New strategies for the study of membrane protein structure and dynamics with SDSL and NMR.

Site Directed Spin Labeling

In SDSL, a nitroxide probe is introduced to a unique site within a protein. In most cases, a cysteine mutant is introduced and subsequently reacted with a sulfhydryl-reactive nitroxide reagent. The resulting nitroxide side chain, the most commonly used shown in Fig. 1a, is sensitive to the molecular environment, which allows the determination of structure as well as site-specific dynamics. One of the major attributes of the SDSL technique is the ability to investigate membrane proteins in the native lipid environment.

Currently membrane protein investigations rely on a qualitative understanding of the nitroxide side chain dynamics. The EPR lineshapes of the commonly used nitroxide label on helical surface sites in soluble proteins is different from that observed on membrane proteins (Fig. 1). Quantifying dynamic modes requires an understanding of the dynamics of the nitroxide in the lipid environment. Using x-ray crystallography, EPR spectral simulations, and nitroxide side chain derivatives we are investigating the molecular determinants of the dynamics of lipid exposed α-helical sites.
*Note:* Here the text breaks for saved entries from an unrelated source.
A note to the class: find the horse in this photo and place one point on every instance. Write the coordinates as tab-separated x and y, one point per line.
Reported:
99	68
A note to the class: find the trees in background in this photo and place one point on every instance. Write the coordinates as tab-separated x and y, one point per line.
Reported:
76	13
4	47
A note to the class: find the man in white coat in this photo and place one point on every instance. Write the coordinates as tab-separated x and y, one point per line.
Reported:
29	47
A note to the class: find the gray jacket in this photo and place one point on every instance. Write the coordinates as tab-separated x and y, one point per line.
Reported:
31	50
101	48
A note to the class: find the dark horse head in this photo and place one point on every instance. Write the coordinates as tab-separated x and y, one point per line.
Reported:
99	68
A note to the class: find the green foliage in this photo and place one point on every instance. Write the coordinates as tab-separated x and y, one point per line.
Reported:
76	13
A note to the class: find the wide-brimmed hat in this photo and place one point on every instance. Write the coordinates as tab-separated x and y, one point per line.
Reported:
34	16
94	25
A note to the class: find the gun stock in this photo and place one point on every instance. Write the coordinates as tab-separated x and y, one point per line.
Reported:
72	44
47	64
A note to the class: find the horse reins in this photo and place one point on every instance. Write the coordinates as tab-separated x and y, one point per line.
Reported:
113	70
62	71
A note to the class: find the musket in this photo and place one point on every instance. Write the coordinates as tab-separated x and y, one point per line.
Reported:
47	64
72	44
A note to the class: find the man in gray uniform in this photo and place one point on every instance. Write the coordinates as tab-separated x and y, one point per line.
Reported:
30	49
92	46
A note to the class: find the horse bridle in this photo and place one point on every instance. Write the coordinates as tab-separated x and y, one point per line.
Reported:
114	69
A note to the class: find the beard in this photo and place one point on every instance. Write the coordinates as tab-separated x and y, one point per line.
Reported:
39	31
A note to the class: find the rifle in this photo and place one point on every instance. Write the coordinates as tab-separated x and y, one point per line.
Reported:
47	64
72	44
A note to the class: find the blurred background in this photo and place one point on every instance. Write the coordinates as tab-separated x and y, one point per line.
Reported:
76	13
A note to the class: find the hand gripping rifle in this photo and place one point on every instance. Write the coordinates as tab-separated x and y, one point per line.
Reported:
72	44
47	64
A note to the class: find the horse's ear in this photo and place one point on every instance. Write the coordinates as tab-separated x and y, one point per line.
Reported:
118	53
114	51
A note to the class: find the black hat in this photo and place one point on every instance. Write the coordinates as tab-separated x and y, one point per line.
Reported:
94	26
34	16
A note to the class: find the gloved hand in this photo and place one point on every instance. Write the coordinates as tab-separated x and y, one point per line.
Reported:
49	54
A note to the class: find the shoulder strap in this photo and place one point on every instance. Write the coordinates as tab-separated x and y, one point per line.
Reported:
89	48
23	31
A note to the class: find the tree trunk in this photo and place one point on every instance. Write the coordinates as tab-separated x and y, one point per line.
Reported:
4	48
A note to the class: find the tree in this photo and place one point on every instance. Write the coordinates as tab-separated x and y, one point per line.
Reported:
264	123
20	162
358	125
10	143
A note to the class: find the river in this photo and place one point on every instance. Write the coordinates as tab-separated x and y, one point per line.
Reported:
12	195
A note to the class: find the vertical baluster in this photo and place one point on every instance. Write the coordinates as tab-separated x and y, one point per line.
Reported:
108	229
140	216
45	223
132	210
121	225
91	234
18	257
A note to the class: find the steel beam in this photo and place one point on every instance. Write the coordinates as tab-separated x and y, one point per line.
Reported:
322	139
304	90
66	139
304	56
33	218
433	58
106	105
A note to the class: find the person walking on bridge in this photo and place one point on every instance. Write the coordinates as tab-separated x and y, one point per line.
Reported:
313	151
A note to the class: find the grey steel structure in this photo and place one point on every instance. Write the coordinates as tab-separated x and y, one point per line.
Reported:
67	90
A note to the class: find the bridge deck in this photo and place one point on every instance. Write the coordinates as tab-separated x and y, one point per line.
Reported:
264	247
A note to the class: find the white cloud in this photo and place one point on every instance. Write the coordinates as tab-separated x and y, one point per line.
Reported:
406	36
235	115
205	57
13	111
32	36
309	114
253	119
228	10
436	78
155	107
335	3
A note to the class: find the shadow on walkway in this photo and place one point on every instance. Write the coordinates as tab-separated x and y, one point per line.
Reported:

Figure 1. (a) X₄/X₅ model for aqueous exposed α-helical proteins. (b) Motional model for the intermediate regime observed for aqueous exposed helical sites. (c) Typical EPR lineshapes of aqueous exposed α-helical nitroxide side chains. A spectral simulation is shown in red and offset from the experimental spectrum (d) Typical EPR lineshapes of lipid exposed α-helical nitroxide side chains.